観覧車はゴンドラの数に応じてグループで乗ることができるため、それほど並ぶことなく乗ることができた。
俺と舞葉は観覧車の座席隣になって座る。
「放課後の観覧車で、もう夕暮れだからちょうど日が沈むって、結構ロマンチックじゃない?」
「あぁ、そうかもしれない」
「飛隣、私たち……もう出会ってから十年以上経ったんだね……色んなことがあったけど、私と飛隣の関係性はずっと変わってない」
「当然だ、俺たちは今後も幼馴染として今まで通り何でも言い合えるような────」
「で、でもさ!私たちの関係は変わってないけど、私は結構変わったと思わない?」
舞葉が……変わった?
過去を遡ってみるが……
「変わってない、舞葉はずっと明るくて元気なままだ」
「性格じゃなくて!女優になったりとか、それこそこの前『可愛くて演技が上手い女子高生女優ランキング』で『第一位』に選ばれたりもしたし、見た目だってそれなりに整ってると思うし、スタイルと結構良い方だと思うんだよね!要するに、私の女の子としての魅力が高まったってこと!」
「女の子としての魅力……確かに魅力は高まったんだと思うし、容姿は整ってると思うけど、昔から舞葉を見てるからか舞葉のそういったところに魅力を感じたりは────」
俺には舞葉の言っていることをしっかりと認識することはできないということを伝えようとした時、舞葉は突然制服のボタンを外し始めた。
「ま、舞葉……?」
「飛隣が私のそういったところに魅力を感じないのは、飛隣が私のそういったところをちゃんと見たことがないからだよ!ちゃんと見てくれたら、絶対魅力的に感じてくれるに決まってるから!!観覧車って言っても一応外だから全部は脱げないけど、制服のボタンだけ外せば私が女の子として成長したことぐらいはわかるよね」
舞葉は、表情や声音は明るく振る舞いながらそう言った。
そして、今度は中に来ているシャツのボタンを外し始めようとした────が、俺はその舞葉の手を止めた。

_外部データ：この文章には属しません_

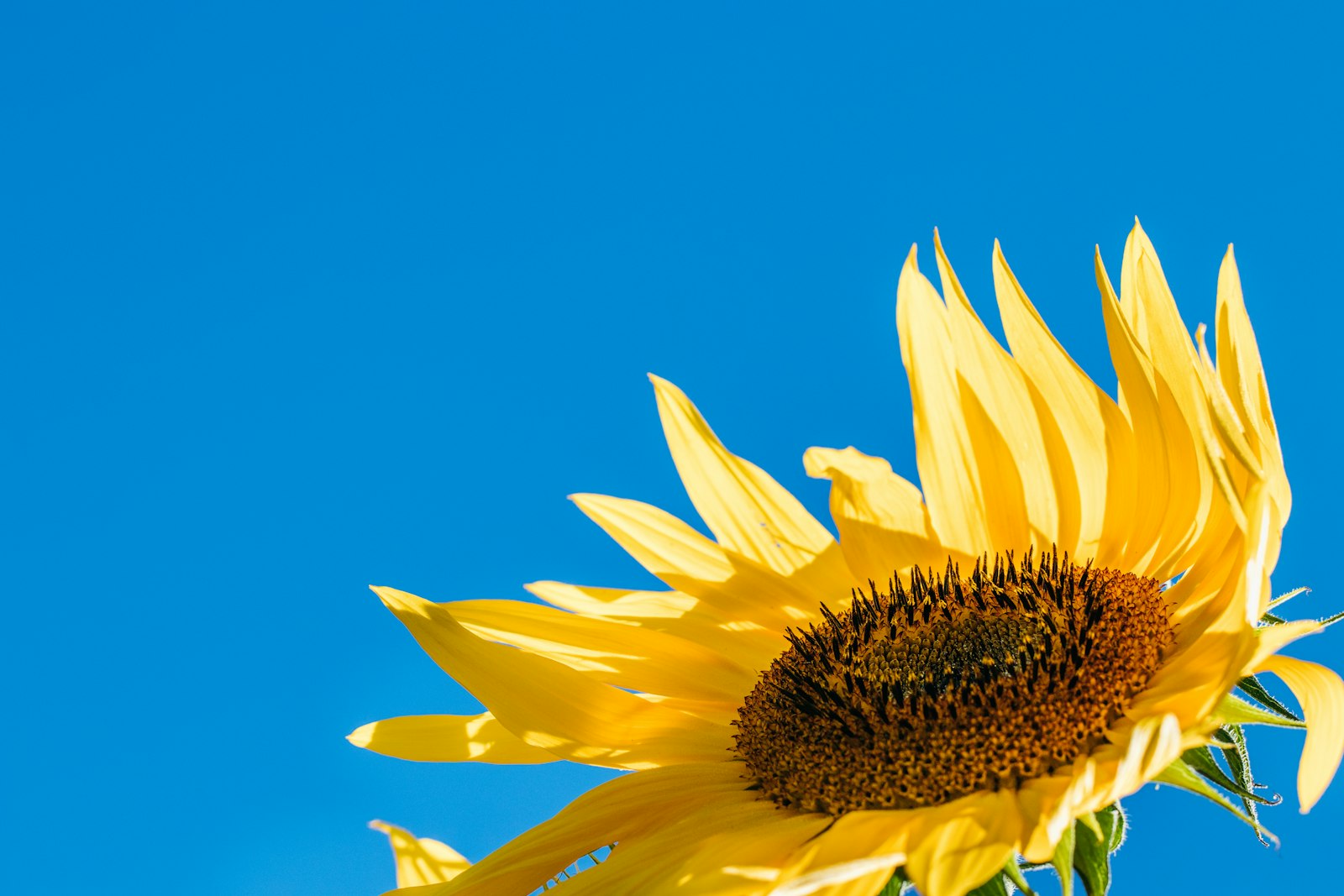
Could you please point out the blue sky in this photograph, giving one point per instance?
(304, 297)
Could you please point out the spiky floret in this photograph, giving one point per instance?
(944, 685)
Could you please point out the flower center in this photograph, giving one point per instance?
(944, 687)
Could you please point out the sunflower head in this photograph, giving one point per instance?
(968, 679)
(952, 685)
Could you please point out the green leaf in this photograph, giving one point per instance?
(1202, 761)
(1063, 859)
(992, 887)
(1233, 711)
(1231, 741)
(1182, 775)
(1252, 687)
(1330, 621)
(1092, 853)
(897, 884)
(1113, 815)
(1014, 873)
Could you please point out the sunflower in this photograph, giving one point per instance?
(967, 681)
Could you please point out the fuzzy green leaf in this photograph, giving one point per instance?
(1014, 873)
(1287, 597)
(1092, 853)
(1252, 687)
(1179, 774)
(1063, 859)
(992, 887)
(1202, 761)
(1233, 711)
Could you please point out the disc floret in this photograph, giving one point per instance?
(944, 685)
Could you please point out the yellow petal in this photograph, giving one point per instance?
(734, 852)
(1166, 516)
(1095, 437)
(421, 862)
(448, 739)
(961, 846)
(882, 517)
(1243, 379)
(672, 611)
(1321, 694)
(746, 510)
(622, 810)
(617, 653)
(944, 452)
(734, 587)
(553, 707)
(1270, 640)
(1005, 432)
(857, 846)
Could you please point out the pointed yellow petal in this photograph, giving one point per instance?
(448, 739)
(622, 810)
(961, 846)
(616, 653)
(1005, 432)
(882, 517)
(672, 611)
(553, 707)
(1168, 513)
(1273, 638)
(855, 846)
(734, 853)
(944, 452)
(1321, 694)
(745, 508)
(421, 862)
(1242, 375)
(734, 587)
(1095, 438)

「やめてくれ、舞葉らしくない……さっきから様子がおかしい」
「何がおかしいの?飛隣だって本当は、私の女の子らしいところ見たいって思って────」
「演技だ、観覧車に乗るって言い出した時から、舞葉は暗い表情をしてた自分を隠すために演技をしてる」
「っ……!」
舞葉は完全に図星を突かれたという表情をしていたが、すぐに口を開いて言った。
「おかしいのは飛隣の方だよ!どうして私の手を止めるの?」
「さっきも言った、舞葉らしくないからだ、俺はそんな状態の舞葉が、仮にどんな魅力的な見た目をしてたとしても何も思わない……それに、舞葉こそ今自分が何をしようとしてたのかわかってるのか?」
「わかってる、わかってるよ……でも!私らしくないって何!?私のこと何にもわかってないのに、飛隣にとって私らしいって何!?」
「仕事、人間関係、何に対しても変に曲がったことはせずに、真っ直ぐと向き合う……それが、俺にとっての舞葉らしさだ」
「っ……!……もう、飛隣のことなんて……だ、大嫌い」
「こんな時まで演技が下手だな、それで本当に女優なのか?」
「う、うるさいよ!」
少しいつもの舞葉に戻った舞葉に対して、俺は今ふと頭に浮かんだことを伝えることにした。
「舞葉……俺は、舞葉に演技をしてほしくない」
「……え?」
「女優業をやめてほしいって言ってるわけじゃない、仕事は仕事で演技をすればいいし、女優としての舞葉によって色んな人をきっと笑顔にしてる……でも、さっきみたいに、本当の自分を演技で隠したりするようなことはされたくない……十年以上一緒に居るんだ、俺たちはきっと、そんなことをしなくても向き合っていけるはずだ」
「飛隣……ごめんね、私、知らない間に飛隣のこと、傷つけてたんだね……でも、私だって……飛隣のせいで苦しい時もあるんだよ?」
「……なら、いつでもその苦しい原因を全部俺に言ってくればいい、それがどんなものだったとしても受け入れる」
「昔からずっと変わらない飛隣には、きっと受け入れられな────」
「なんだったとしても、受け入れる」
「本当、そういうところが……もう!」
舞葉は俺の胸元にしがみつくようにして顔を埋めた。
……とてもこの夕暮れの観覧車という雰囲気にあったロマンチックな雰囲気じゃなかったが、俺たちには夕暮れの観覧車なんて関係ない。
安心した顔で俺の胸元にしがみつく舞葉を見て少し嬉しくなった俺は、気がつくと少し頬を緩めていた。